Lindenwood University-Belleville is a pretty typical college campus. Students will walk into traffic without looking. They will be late to class and take a shortcut. They will park where they can and get a pile of tickets. They will party after exams.
Unless your college experience included a raccoon coat and the Charleston, you likely did the same thing — well, maybe even then. And the townies likely resented your youthful exuberance to some extent.
We all benefit at those times from a little perspective.
You did it. Housing is in better shape with university ownership than when the locals lived next door. Crime has dropped. We have a significant employer that is helping build productive citizens with earning potential instead of having a large, shuttered eyesore at 2600 W. Main St. in Belleville.
The existing problems can be fixed with a little cooperation and improved communication.

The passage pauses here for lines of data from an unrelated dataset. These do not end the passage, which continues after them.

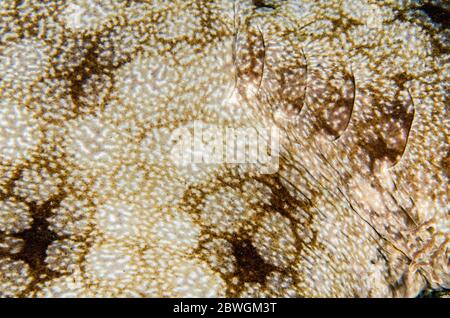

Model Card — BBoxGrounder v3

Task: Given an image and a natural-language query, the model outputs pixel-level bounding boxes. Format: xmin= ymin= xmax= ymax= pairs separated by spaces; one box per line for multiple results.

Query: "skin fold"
xmin=0 ymin=0 xmax=448 ymax=297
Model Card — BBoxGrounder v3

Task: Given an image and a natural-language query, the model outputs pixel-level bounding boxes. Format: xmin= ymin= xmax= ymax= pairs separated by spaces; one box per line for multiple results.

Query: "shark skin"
xmin=0 ymin=0 xmax=448 ymax=298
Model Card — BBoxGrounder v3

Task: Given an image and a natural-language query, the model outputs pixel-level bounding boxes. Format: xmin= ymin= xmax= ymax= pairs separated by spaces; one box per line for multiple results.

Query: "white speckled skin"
xmin=0 ymin=0 xmax=448 ymax=297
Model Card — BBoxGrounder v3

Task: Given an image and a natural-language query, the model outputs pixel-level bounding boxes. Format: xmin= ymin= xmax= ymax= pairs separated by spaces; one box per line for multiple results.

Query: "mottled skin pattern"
xmin=0 ymin=0 xmax=448 ymax=297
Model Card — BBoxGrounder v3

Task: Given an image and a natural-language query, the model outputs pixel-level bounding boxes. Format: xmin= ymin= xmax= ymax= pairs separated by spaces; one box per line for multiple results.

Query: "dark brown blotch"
xmin=230 ymin=237 xmax=276 ymax=286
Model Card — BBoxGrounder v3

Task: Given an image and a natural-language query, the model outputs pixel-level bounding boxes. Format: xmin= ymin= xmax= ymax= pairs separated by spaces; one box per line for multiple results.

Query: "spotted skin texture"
xmin=0 ymin=0 xmax=449 ymax=298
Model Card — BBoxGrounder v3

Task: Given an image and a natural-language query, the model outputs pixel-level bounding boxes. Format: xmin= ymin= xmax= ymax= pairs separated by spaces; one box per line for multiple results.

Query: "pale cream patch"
xmin=0 ymin=39 xmax=50 ymax=89
xmin=0 ymin=99 xmax=43 ymax=164
xmin=61 ymin=0 xmax=124 ymax=30
xmin=0 ymin=198 xmax=32 ymax=234
xmin=252 ymin=212 xmax=297 ymax=268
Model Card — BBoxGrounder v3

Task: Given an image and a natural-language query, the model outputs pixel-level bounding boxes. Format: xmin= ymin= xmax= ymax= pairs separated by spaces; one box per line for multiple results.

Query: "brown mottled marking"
xmin=0 ymin=0 xmax=448 ymax=298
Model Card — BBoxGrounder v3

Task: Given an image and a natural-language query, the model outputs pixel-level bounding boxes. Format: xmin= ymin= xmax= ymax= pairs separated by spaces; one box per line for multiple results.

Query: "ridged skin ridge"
xmin=0 ymin=0 xmax=448 ymax=297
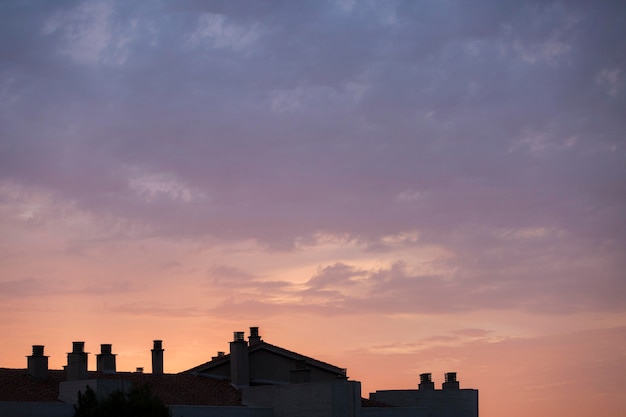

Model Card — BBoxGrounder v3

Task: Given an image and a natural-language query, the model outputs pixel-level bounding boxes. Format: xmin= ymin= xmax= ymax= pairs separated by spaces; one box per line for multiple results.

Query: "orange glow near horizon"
xmin=2 ymin=295 xmax=625 ymax=417
xmin=1 ymin=225 xmax=626 ymax=417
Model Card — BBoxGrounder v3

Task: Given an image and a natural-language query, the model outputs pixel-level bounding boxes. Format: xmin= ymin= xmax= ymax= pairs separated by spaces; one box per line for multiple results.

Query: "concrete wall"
xmin=0 ymin=401 xmax=74 ymax=417
xmin=243 ymin=380 xmax=361 ymax=417
xmin=169 ymin=405 xmax=273 ymax=417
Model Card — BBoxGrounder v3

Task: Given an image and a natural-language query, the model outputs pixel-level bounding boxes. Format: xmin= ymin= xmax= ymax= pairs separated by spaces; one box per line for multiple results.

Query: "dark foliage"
xmin=74 ymin=384 xmax=171 ymax=417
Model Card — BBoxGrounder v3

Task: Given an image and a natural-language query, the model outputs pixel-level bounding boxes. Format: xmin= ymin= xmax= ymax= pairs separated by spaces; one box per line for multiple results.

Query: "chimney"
xmin=418 ymin=373 xmax=434 ymax=390
xmin=443 ymin=372 xmax=460 ymax=390
xmin=27 ymin=345 xmax=48 ymax=379
xmin=248 ymin=326 xmax=262 ymax=345
xmin=96 ymin=344 xmax=117 ymax=373
xmin=151 ymin=340 xmax=164 ymax=375
xmin=67 ymin=341 xmax=88 ymax=381
xmin=230 ymin=331 xmax=249 ymax=386
xmin=212 ymin=351 xmax=226 ymax=360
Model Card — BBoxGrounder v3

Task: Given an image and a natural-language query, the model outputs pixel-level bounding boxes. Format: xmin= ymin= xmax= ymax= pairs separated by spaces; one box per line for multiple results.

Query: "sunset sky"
xmin=1 ymin=1 xmax=625 ymax=416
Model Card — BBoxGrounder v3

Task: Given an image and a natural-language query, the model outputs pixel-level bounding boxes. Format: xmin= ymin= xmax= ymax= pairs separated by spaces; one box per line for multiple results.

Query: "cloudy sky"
xmin=1 ymin=1 xmax=625 ymax=415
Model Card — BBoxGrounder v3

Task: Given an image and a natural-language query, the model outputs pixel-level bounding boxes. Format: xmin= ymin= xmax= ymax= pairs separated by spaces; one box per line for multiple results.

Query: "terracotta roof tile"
xmin=122 ymin=372 xmax=241 ymax=406
xmin=0 ymin=368 xmax=242 ymax=406
xmin=0 ymin=368 xmax=65 ymax=402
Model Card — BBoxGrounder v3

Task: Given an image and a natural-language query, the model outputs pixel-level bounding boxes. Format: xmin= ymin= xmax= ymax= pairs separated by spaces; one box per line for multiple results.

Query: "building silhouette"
xmin=0 ymin=327 xmax=478 ymax=417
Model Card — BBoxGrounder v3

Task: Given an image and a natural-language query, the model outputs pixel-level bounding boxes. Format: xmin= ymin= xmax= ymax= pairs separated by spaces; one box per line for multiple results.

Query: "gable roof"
xmin=0 ymin=368 xmax=242 ymax=406
xmin=185 ymin=341 xmax=346 ymax=377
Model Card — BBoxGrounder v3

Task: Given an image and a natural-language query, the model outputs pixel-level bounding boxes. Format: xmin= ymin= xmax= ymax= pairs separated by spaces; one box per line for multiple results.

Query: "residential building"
xmin=0 ymin=327 xmax=478 ymax=417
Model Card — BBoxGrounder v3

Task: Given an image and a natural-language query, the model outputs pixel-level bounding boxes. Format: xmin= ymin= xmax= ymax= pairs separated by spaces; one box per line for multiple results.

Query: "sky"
xmin=1 ymin=0 xmax=625 ymax=416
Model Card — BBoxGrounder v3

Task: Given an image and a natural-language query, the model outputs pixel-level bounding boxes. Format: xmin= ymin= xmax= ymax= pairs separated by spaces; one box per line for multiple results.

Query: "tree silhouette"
xmin=74 ymin=384 xmax=171 ymax=417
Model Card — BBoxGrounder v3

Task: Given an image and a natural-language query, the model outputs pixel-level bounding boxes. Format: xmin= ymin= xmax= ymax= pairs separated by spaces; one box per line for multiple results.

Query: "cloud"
xmin=0 ymin=0 xmax=624 ymax=320
xmin=202 ymin=251 xmax=626 ymax=317
xmin=113 ymin=302 xmax=207 ymax=318
xmin=0 ymin=277 xmax=132 ymax=298
xmin=305 ymin=263 xmax=368 ymax=289
xmin=0 ymin=277 xmax=62 ymax=298
xmin=449 ymin=328 xmax=493 ymax=338
xmin=362 ymin=328 xmax=496 ymax=355
xmin=207 ymin=264 xmax=260 ymax=288
xmin=187 ymin=13 xmax=262 ymax=51
xmin=42 ymin=0 xmax=117 ymax=66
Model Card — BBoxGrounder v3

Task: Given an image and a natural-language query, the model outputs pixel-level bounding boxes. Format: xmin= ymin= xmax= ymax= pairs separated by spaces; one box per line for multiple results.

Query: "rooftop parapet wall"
xmin=58 ymin=379 xmax=132 ymax=404
xmin=370 ymin=389 xmax=478 ymax=417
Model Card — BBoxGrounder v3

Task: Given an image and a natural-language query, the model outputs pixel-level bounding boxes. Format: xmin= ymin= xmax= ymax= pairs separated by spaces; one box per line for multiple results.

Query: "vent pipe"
xmin=152 ymin=340 xmax=164 ymax=375
xmin=27 ymin=345 xmax=48 ymax=380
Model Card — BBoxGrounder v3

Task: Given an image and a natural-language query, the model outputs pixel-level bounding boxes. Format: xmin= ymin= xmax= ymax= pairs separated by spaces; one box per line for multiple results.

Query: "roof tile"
xmin=0 ymin=368 xmax=242 ymax=406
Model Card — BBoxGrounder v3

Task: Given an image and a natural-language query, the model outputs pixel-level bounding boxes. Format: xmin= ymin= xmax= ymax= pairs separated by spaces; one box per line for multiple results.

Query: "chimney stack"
xmin=96 ymin=344 xmax=117 ymax=373
xmin=249 ymin=326 xmax=262 ymax=345
xmin=67 ymin=341 xmax=88 ymax=381
xmin=230 ymin=331 xmax=249 ymax=386
xmin=418 ymin=373 xmax=434 ymax=390
xmin=27 ymin=345 xmax=48 ymax=380
xmin=152 ymin=340 xmax=164 ymax=375
xmin=443 ymin=372 xmax=460 ymax=390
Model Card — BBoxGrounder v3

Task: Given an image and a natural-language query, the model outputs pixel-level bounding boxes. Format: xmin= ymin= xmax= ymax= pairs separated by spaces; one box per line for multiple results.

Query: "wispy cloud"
xmin=0 ymin=277 xmax=133 ymax=298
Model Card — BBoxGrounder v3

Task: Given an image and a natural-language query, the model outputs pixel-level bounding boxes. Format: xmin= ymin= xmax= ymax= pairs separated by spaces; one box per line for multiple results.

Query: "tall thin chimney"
xmin=96 ymin=344 xmax=117 ymax=373
xmin=230 ymin=331 xmax=249 ymax=386
xmin=27 ymin=345 xmax=48 ymax=380
xmin=152 ymin=340 xmax=164 ymax=375
xmin=248 ymin=326 xmax=262 ymax=345
xmin=67 ymin=341 xmax=88 ymax=381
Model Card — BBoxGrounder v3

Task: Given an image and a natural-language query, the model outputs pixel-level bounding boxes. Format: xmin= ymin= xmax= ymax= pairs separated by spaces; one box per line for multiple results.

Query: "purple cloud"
xmin=1 ymin=0 xmax=624 ymax=315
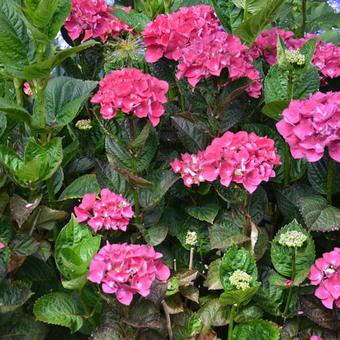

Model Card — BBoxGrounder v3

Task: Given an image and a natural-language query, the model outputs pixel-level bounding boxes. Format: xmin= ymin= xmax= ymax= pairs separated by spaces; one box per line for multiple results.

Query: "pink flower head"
xmin=170 ymin=151 xmax=211 ymax=187
xmin=88 ymin=242 xmax=170 ymax=305
xmin=312 ymin=41 xmax=340 ymax=79
xmin=0 ymin=242 xmax=5 ymax=251
xmin=64 ymin=0 xmax=131 ymax=42
xmin=74 ymin=189 xmax=133 ymax=233
xmin=309 ymin=247 xmax=340 ymax=309
xmin=23 ymin=82 xmax=33 ymax=96
xmin=91 ymin=68 xmax=169 ymax=127
xmin=142 ymin=5 xmax=220 ymax=63
xmin=285 ymin=279 xmax=293 ymax=286
xmin=176 ymin=30 xmax=262 ymax=97
xmin=143 ymin=6 xmax=261 ymax=97
xmin=171 ymin=131 xmax=281 ymax=193
xmin=310 ymin=336 xmax=323 ymax=340
xmin=276 ymin=91 xmax=340 ymax=162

Turning off the stadium lights instead of allowing them to blaze all night seems to be a reasonable request of the university. The same with the university telling students to stay off Union School grounds, even if Lindenwood needs to erect a fence to deliver that message.
Assembling a security force as campus President Brett Barger said was being done should increase student residence patrols and make sure neighbors’ complaints make their way to a responsive, responsible group that can fix issues. The hodge-podge of local cops getting tuition credit for patrolling apparently has been flawed.
Students crossing West Main Street need to take responsibility for their own safety, which means headphones and smartphones are not their friends when crossing traffic. Looking both ways and crossing in the crosswalk are. Plus, let’s just move the crosswalk to the front of the West Main dorm, without a big study group and without delay. If you want to study something, look at the lighting and at additional crosswalks to alert drivers and keep students safe.
Anything else? There’s a big meeting at 6:30 p.m., June 8, in the Union Elementary cafeteria. Civil discourse can build this civic asset.